The encounters with whale sharks at Gladden Spit, an elbow-shaped bulge of the reef, during the season – and then especially at full moon times – promise a special experience. Then the peaceful sea giants come to the spawning grounds of the snapper to pounce on the billions of fish eggs that make the sea water milky.
One of the popular tours “ashore” is a trip to the Monkey River, the mouth of which is reached by boat after about 20km. Upstream the passengers have the opportunity to observe the animal world, e.g. the name-giving howler monkeys.
Monkey River Village was destroyed to an even greater extent by the last devastating hurricane than the equally badly hit Placencia.
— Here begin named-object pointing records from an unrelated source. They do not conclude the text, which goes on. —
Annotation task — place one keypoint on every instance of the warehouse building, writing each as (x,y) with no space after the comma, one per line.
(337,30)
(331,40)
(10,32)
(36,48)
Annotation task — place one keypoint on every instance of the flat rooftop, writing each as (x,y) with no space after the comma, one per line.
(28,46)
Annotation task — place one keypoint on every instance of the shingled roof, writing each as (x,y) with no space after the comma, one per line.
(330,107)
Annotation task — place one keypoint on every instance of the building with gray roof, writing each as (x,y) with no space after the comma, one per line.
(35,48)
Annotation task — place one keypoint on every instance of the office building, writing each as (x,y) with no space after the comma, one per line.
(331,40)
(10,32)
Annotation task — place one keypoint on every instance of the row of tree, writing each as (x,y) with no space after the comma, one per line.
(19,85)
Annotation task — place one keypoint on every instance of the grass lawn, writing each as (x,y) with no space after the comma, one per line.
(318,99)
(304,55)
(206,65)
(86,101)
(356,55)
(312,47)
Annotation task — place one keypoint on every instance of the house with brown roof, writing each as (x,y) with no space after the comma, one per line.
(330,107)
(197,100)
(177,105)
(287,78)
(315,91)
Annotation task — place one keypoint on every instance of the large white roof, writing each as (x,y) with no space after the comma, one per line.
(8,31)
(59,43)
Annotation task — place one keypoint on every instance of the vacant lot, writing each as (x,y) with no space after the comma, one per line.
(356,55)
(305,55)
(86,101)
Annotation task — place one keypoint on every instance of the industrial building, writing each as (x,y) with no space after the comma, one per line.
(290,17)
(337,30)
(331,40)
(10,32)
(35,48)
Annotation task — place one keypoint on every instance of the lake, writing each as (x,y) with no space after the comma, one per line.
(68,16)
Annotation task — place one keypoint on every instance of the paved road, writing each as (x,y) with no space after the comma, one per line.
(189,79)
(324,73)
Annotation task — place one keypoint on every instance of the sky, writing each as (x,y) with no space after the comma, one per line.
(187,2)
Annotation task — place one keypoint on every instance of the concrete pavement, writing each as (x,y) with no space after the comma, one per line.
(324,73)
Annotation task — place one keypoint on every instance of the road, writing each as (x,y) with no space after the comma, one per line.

More than 90 percent of the houses seen today had to be rebuilt after Iris hit land in Monkey River in October 2001. Placencia, which resembled a wrecked desert after the hurricane, has even grown since its reconstruction. Above all, the number of accommodations, pubs and restaurants has increased with the improved accessibility.
Among them are also some luxurious accommodations, which seem, however, in our opinion, misplaced in Placencia and are to be recommended only to those who are on the way with a rental car, since they lie far in the north of the actual place (Maya Beach).